We are taught you must blame your father, your sisters, your brothers, the school, the teachers. You can blame anyone, but never blame yourself. It’s never your fault. But it’s always your fault, because if you want to change, you’re the one who has got to change. It’s as simple as that, isn’t it?

—Katharine Hepburn

As you will learn, the origins of shyness are different for each Shy. You will also discover what “type” of Shy you are. Are you, for example, a Highly Sensitive Shy (HSS), who was born with a proclivity toward timidity? Or are you a Situational Shy (SS), whose parents and youthful experiences deeply affected you?

I put this key section at the end of the book because, if you are like me when I was shy, you probably want to race right to the cures and will worry about “why” later on.

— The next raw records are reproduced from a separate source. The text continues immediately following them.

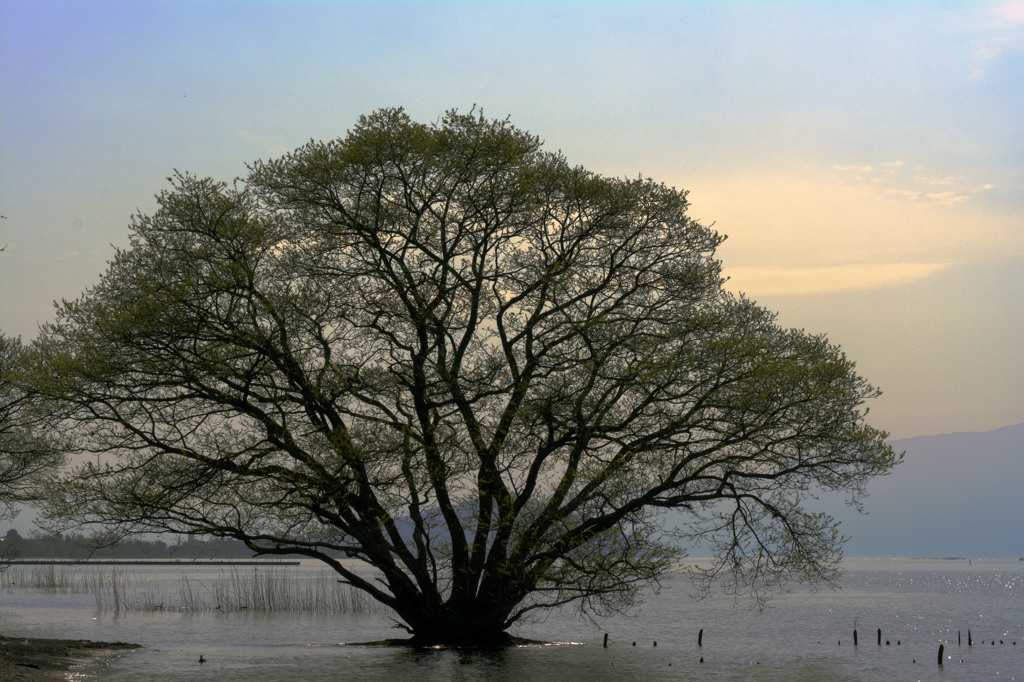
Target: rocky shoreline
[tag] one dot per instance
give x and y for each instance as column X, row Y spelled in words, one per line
column 33, row 658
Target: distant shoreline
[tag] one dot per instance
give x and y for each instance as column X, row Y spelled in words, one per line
column 33, row 658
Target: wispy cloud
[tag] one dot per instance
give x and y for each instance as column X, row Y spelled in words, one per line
column 802, row 281
column 913, row 184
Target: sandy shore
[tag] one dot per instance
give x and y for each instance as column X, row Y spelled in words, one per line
column 29, row 658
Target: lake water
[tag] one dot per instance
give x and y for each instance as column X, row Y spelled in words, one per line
column 802, row 635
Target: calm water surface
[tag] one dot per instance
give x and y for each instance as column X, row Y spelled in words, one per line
column 918, row 604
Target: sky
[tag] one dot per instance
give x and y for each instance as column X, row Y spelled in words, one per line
column 865, row 159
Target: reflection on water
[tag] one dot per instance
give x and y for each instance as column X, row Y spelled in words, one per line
column 916, row 604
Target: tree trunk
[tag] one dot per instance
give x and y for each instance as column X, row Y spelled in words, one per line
column 468, row 625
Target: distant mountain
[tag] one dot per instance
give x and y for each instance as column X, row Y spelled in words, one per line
column 954, row 495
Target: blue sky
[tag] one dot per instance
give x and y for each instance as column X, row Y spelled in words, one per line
column 865, row 159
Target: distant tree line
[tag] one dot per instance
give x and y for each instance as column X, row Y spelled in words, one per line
column 59, row 546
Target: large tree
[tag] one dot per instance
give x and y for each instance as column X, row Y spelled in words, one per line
column 443, row 350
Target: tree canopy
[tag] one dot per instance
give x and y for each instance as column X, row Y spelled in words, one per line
column 448, row 352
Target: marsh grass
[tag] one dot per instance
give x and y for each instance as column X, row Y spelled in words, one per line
column 265, row 589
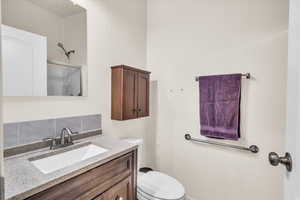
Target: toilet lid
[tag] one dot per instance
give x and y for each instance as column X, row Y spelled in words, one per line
column 160, row 186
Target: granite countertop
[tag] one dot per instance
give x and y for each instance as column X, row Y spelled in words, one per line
column 22, row 179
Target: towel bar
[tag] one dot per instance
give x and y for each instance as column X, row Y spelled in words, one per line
column 247, row 76
column 252, row 148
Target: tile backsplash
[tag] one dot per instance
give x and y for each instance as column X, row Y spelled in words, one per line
column 20, row 133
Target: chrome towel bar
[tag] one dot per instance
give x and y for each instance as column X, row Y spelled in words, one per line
column 252, row 148
column 247, row 76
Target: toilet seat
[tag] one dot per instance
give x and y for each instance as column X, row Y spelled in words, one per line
column 158, row 186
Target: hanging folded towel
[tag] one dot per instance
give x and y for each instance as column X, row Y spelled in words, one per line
column 220, row 106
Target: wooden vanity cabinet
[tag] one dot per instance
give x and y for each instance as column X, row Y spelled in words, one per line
column 114, row 180
column 130, row 93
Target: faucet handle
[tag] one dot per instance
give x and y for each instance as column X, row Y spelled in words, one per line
column 53, row 141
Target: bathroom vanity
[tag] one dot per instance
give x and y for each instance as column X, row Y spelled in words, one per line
column 110, row 175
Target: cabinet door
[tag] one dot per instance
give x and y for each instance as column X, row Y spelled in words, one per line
column 143, row 94
column 121, row 191
column 130, row 97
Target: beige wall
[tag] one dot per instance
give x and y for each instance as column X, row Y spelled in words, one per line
column 201, row 37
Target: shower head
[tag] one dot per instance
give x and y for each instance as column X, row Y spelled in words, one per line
column 67, row 53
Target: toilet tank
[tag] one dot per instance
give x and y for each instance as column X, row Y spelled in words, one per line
column 139, row 142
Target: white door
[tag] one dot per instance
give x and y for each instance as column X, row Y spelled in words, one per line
column 292, row 179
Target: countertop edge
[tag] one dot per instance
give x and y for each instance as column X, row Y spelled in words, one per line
column 73, row 174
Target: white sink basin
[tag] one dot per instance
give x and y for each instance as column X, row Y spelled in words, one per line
column 61, row 160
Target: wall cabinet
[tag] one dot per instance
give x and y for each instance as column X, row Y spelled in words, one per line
column 114, row 180
column 130, row 93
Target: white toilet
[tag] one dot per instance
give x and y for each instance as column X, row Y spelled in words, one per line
column 155, row 185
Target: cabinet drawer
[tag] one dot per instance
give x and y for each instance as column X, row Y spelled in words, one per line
column 92, row 183
column 121, row 191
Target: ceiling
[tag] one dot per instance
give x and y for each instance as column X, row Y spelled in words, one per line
column 63, row 8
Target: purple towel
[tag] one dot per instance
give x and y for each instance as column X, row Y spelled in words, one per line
column 220, row 106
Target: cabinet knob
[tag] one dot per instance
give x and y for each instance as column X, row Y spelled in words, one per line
column 119, row 198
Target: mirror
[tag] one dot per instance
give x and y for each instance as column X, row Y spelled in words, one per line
column 44, row 48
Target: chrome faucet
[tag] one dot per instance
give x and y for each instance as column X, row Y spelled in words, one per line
column 69, row 133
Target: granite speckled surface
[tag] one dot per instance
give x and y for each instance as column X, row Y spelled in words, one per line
column 23, row 180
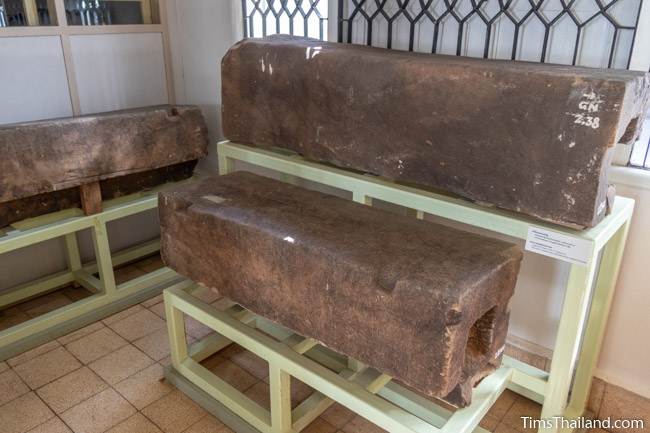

If you want a deeper understanding of the techniques, however, you might want to read that section first.

SHYS SPEAK OUT

The stories throughout the book come from my own stinging shyness and the experiences of other Shys I’ve known. Other stories come from attendees in my shyness seminars. At first, I thought that inviting people to a “Shyness Seminar” would be like telling participants for a “Fear of Tigers” club to meet me in the tiger’s cage at the zoo. Happily, however, Shys did come, and they shared their experiences openly.

I asked them to e-mail me their triumphs and tribulations so you can read them in their own words. You will also find excerpts from letters sent by readers of my other books and complimentary monthly e-zine (which you can sign up for by visiting my website, lowndes.com). At the end of the book, there is a list of names of those who contributed. Some contributors requested anonymity and they have chosen a substitute name.

Finally, let me introduce a few terms that I will use for the sake of simplicity. We’ll substitute the word Shys for shy people, Sures for those who are confident, and scary for people or situations you find intimidating. And, for extra ease in reading, instead of constantly writing he, she, they, some Shys, many Shys, most Shys, and so on, may I substitute the word you? Not everything in Good-Bye to Shy will refer to you specifically, of course. So please don’t take it personally if the word you sounds like I’m pointing fingers. The findings are based on studies and statistics of Shys in general. Here’s the deal. I’ll make the book easier for you to read, if you don’t take offense when I say you meaning “in general,” OK?

Now let’s get started so that you, too, can soon say “good-bye” to your shyness.

I used to be very shy. I couldn’t look people in the face and became red. I was embarrassed and used to sweat in front of others. Due to low self-esteem and low self-image, I used to feel inferior to others. But then one day, I began to question things. I realized that nobody is better than me. Who told me I’m no good? I realized that the people who make me feel that way are not in that credible or successful position themselves. So why would I believe what these people say about me? They were not qualified to make such comments.